Meeting the challenges of digital preservation: The OAIS reference model

by Brian Lavoie

Digital information offers both opportunities and challenges for libraries in their traditional role as custodians of society's accumulated knowledge. While embodying clear advantages--precise replication, machine processing, online content delivery--information in digital form also introduces a host of difficulties with regard to access and preservation. The life span of digital storage media can be surprisingly short, and the rapid evolution of rendering technologies can impede future access. The advantages and disadvantages of digital information have been well documented in numerous sources.

What is required to preserve and maintain access to digital information over the long term? This question is still far from being satisfactorily answered, but a recent initiative by NASA's Consultative Committee for Space Data Systems offers common ground for discussion. The Open Archival Information System ( OAIS) reference model is a conceptual framework for an archival system dedicated to preserving and maintaining access to digital information over the long term. The purpose of the reference model is to increase awareness and understanding of concepts relevant for archiving digital objects, especially among nonarchival institutions; elucidate terminology and concepts for describing and comparing data models and archival architectures; expand consensus on the elements and processes endemic to digital information preservation and access; and create a framework to guide the identification and development of standards.

Although the OAIS is sufficiently general to encompass archives of physical as well as digital objects, it is in the context of the latter that the OAIS obtains its impetus.The reference model has been well-received by a diverse community of institutions interested in the long-term preservation of digital information. A number of digital initiatives in the library community, such as the CEDARS, PANDORA and NEDLIB projects, have either adopted the OAIS model as the conceptual framework behind their digital preservation efforts, or have been informed by its conclusions.

The OAIS reference model is currently a draft International Standardization Organization ( ISO) standard and is expected to become a full-fledged standard in the future. As such, it is likely that the OAIS will be a highly visible component of the ongoing effort to address the challenges of preserving digital information.

Background

The Consultative Committee for Space Data Systems ( CCSDS) was established in 1982 to provide an international forum for space agencies interested in the collaborative development of standards for data handling in support of space research. In 1990, CCSDS entered into a cooperative agreement with Subcommittee 13 (space data and information transfer systems) under Technical Committee 20 (aircraft and space vehicles) of the ISO, whereby CCSDS recommendations would undergo normal ISO review and voting and, eventually, evolve into ISO standards.

At the request of the ISO, CCSDS assumed the task of coordinating the development of archive standards for the long-term storage of digital data.

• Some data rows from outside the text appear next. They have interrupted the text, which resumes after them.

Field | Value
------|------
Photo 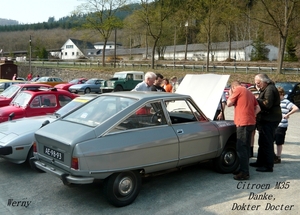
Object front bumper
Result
[0,146,12,155]
[30,158,94,184]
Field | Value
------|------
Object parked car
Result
[0,83,51,107]
[224,82,253,99]
[275,81,300,108]
[69,78,103,94]
[0,94,97,164]
[54,78,87,90]
[31,90,238,207]
[0,88,78,123]
[100,71,144,93]
[34,77,67,87]
[0,79,25,92]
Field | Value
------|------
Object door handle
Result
[177,129,184,134]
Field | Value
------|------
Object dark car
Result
[275,81,300,108]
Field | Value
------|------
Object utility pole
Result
[29,35,31,73]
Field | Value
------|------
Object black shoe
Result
[249,162,262,167]
[256,167,273,172]
[233,172,250,181]
[274,158,281,164]
[232,170,240,175]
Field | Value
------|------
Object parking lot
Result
[0,108,300,215]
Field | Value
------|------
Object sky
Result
[0,0,84,24]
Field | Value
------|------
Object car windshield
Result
[114,73,127,78]
[63,96,137,127]
[39,77,48,82]
[0,85,21,98]
[11,92,32,107]
[69,79,79,84]
[85,79,96,84]
[275,82,295,93]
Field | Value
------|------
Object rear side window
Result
[58,95,72,107]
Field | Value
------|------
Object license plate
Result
[44,146,64,161]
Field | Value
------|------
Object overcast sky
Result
[0,0,84,24]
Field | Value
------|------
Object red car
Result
[0,84,51,107]
[0,88,78,122]
[54,78,88,91]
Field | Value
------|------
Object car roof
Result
[115,71,144,74]
[102,91,190,100]
[15,83,52,88]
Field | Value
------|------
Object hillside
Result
[0,18,19,26]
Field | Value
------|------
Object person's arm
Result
[283,105,299,119]
[254,104,261,116]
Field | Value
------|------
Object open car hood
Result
[176,74,230,119]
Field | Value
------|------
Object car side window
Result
[30,96,42,108]
[58,95,72,107]
[166,100,207,124]
[41,94,57,107]
[111,101,167,132]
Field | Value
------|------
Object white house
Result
[60,38,99,60]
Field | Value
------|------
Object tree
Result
[284,36,298,61]
[76,0,127,66]
[250,38,270,61]
[253,0,300,74]
[137,0,183,69]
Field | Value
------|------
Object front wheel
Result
[214,141,239,173]
[103,171,142,207]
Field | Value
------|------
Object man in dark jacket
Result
[250,74,282,172]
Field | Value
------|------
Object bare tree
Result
[138,0,182,69]
[252,0,300,74]
[76,0,127,66]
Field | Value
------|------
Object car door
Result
[26,94,58,117]
[97,102,179,173]
[91,80,100,92]
[166,100,219,166]
[293,83,300,108]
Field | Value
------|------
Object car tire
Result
[114,85,123,92]
[84,88,91,94]
[103,171,142,207]
[26,147,44,173]
[214,141,239,173]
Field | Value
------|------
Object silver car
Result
[32,91,238,207]
[0,94,97,167]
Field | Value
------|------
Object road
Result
[0,108,300,215]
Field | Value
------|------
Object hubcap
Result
[224,152,234,165]
[119,177,132,196]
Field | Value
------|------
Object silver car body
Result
[32,74,238,206]
[0,94,97,164]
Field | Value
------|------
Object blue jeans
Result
[236,125,255,174]
[256,121,279,169]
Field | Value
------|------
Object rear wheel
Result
[26,147,44,173]
[84,88,91,94]
[214,141,239,173]
[103,171,142,207]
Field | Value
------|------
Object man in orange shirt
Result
[227,81,260,180]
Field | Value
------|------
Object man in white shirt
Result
[132,72,156,91]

To initiate this process, a reference model was developed to establish common terms and concepts, provide a framework for elucidating the significant entities and relationships among entities in an archive environment, and serve as the foundation for the development of standards supporting the archive environment. CCSDS's efforts resulted in the release of the OAIS reference model draft recommendation in May 1999.

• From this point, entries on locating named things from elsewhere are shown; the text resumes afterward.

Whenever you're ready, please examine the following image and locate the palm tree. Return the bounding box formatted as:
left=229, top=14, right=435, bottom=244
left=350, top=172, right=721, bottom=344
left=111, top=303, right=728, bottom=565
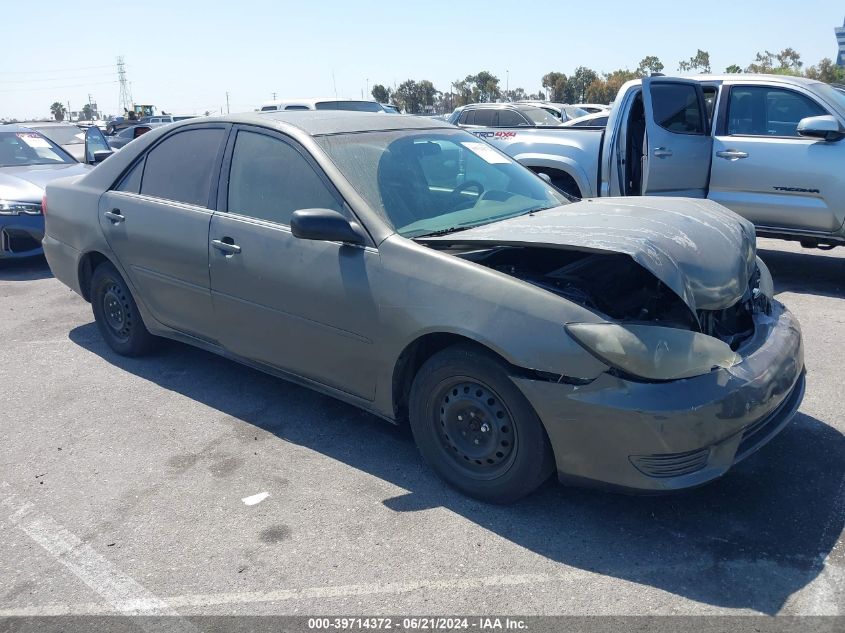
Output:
left=50, top=101, right=66, bottom=121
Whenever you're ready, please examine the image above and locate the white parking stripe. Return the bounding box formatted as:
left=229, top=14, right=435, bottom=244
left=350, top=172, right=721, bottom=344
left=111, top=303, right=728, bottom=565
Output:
left=0, top=482, right=196, bottom=631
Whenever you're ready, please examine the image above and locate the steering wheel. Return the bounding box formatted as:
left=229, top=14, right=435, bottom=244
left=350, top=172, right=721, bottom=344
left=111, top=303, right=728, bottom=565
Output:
left=449, top=180, right=484, bottom=208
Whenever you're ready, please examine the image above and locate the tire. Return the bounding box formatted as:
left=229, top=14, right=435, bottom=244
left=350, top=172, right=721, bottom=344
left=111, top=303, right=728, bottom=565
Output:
left=88, top=262, right=157, bottom=356
left=409, top=345, right=554, bottom=503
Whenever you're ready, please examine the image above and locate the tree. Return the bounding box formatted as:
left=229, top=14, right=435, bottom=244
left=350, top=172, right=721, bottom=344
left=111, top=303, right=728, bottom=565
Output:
left=637, top=55, right=664, bottom=77
left=568, top=66, right=599, bottom=103
left=541, top=72, right=572, bottom=103
left=393, top=79, right=440, bottom=114
left=372, top=84, right=391, bottom=103
left=678, top=48, right=710, bottom=73
left=452, top=70, right=502, bottom=105
left=745, top=51, right=775, bottom=73
left=50, top=101, right=67, bottom=121
left=775, top=48, right=804, bottom=75
left=804, top=57, right=845, bottom=84
left=584, top=68, right=640, bottom=103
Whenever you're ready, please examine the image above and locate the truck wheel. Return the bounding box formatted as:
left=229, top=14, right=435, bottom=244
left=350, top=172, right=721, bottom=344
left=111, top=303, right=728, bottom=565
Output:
left=409, top=345, right=554, bottom=503
left=89, top=262, right=157, bottom=356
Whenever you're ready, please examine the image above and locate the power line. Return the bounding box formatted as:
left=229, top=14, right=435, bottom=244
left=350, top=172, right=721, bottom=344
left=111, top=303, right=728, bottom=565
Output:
left=0, top=72, right=114, bottom=84
left=0, top=81, right=120, bottom=93
left=3, top=64, right=113, bottom=75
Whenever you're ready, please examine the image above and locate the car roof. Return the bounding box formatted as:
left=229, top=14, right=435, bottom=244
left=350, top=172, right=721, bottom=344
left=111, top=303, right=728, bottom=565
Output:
left=0, top=123, right=51, bottom=133
left=227, top=110, right=454, bottom=136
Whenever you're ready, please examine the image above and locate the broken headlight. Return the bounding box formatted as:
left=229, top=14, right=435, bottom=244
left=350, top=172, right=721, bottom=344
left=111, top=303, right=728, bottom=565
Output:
left=566, top=323, right=741, bottom=380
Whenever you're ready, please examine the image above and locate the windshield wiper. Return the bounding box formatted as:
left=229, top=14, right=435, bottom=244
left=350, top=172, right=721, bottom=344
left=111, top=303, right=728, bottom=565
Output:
left=414, top=225, right=477, bottom=239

Open Archival Information System

An OAIS is understood to mean any organization or system charged with the task of preserving information over the long term and making it accessible to a specified class of users (known as the Designated Community).The use of the word "open" in OAIS refers to the fact that the model and future recommendations associated with the model are developed in open forums; it does not make any presuppositions concerning the level of accessibility of information in the archive.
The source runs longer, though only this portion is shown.